“breaks like a lifeless stick if overloaded..” (Wojnar)
Introduction
Time zero is the moment of impact when two fundamental forces are in play;
the imposing force itself and
the resistance of the bone
The result initially is quite simple – “yes fracture” or “no fracture”
This module expands the “yes fracture” route and explores the variety of imposing forces and the nature of specific bones under the circumstances and the consequent appearance of the of the fracture.
High Velocity Low Flying Halloween Trauma
The image on the left shows a witch who flew into a telephone pole. It is the closest available image depicting time zero. The impact of the accident is sustained by her forehead on the pole.
A depressed comminuted fracture of the frontal bone is seen on the right side of the image. This injury is often the result of a high speed decelerating injury caused by impaction of the patient’s forehead on the steering wheel or the front wind screen. In such an accident associated injuries such as whiplash events to the cervical spine or aortic tears can be life threatening.
Courtesy Ashley Davidoff MD and Philips Medical Systems Copyright 2011 65840c04.8s
Types of Forces
Thus the type of forces that can lead to a fracture relate to
the type of instrument generating the force; blunt vs penetrating
the magnitude of the force; velocity, duration, surface area of contact, and
the vector of the force; longitudinal, transverse, spiral, twisting.
Most fractures arise from blunt trauma. Less common but often more devastating are the injuries that relate to high velocity and penetrating injuries such as bullet wounds and knife injuries. When the skin and soft tissues are breached, the risk of visceral injury in the path of the penetration is high and therefore meticulous evaluation is required often involving a CT scan. Also the risk of infection becomes high and therefore management of penetrating injuries requires meticulous debridement of the wound and long term care of the wound. Most fractures resulting from blunt trauma are closed (aka simple) fractures implying there is no breach of the soft tissues. Blunt trauma less commonly does cause a breach of the skin and they are then classified as open or compound fractures. These fractures therefore require meticulous debridement of the wound as well as meticulous wound care since there is a high risk of infection.

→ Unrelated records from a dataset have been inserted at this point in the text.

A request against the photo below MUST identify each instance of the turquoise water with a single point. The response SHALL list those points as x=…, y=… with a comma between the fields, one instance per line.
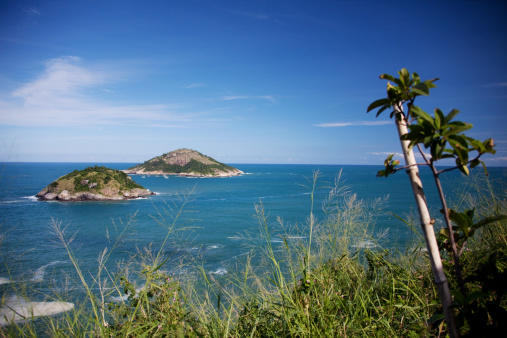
x=219, y=210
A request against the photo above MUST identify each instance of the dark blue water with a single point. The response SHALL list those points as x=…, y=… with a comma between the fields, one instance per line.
x=218, y=210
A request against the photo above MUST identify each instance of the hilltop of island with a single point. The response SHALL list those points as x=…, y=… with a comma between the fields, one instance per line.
x=93, y=184
x=184, y=162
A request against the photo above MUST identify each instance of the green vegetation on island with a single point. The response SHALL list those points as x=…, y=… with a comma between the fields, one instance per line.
x=185, y=162
x=93, y=183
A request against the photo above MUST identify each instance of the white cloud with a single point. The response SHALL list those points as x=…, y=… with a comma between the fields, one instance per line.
x=359, y=123
x=193, y=85
x=58, y=97
x=243, y=97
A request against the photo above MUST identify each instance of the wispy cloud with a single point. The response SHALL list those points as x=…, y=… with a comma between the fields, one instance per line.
x=357, y=123
x=243, y=97
x=59, y=97
x=193, y=85
x=259, y=16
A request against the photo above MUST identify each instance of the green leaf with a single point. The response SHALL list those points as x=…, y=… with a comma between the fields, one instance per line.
x=439, y=118
x=381, y=110
x=404, y=77
x=377, y=103
x=418, y=112
x=450, y=116
x=421, y=89
x=387, y=77
x=464, y=169
x=485, y=170
x=475, y=163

The Direction of the Force
The forces may come from one of many different angles at the moment of impact, but we will discuss three major forces exemplified by their impact on the shaft of long bones. The basic forces include; right angled forces, those traveling along the long axis of the bone and those that have a twisting component.
Force at Right Angles to the Long Axis of the Bone
The following diagram describes shows the effect of an excessive force when the force is at right angles to a long bone.

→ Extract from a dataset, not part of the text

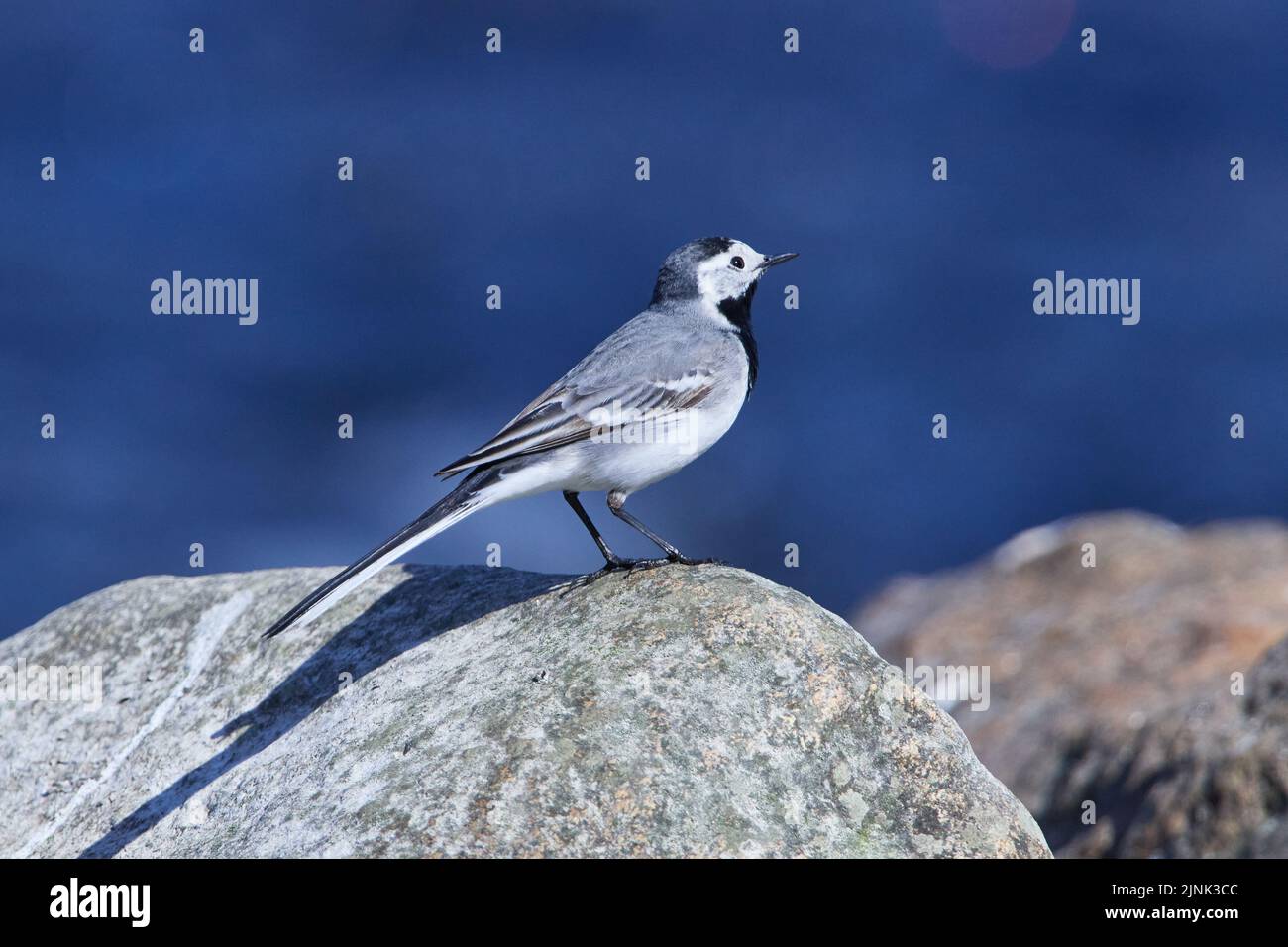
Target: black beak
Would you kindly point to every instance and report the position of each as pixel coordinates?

When the force at right angles has a higher impact and also if the area is located where ligamentous attachments anchor the bone to multiple other bones the injury can have significant ripple down effects. The example below is also a blunt injury to the lateral malleolus but the site of impact is slightly higher on the fibula, and perhaps the velocity force weight and area of contact were more excessive and so the injury is far more serious.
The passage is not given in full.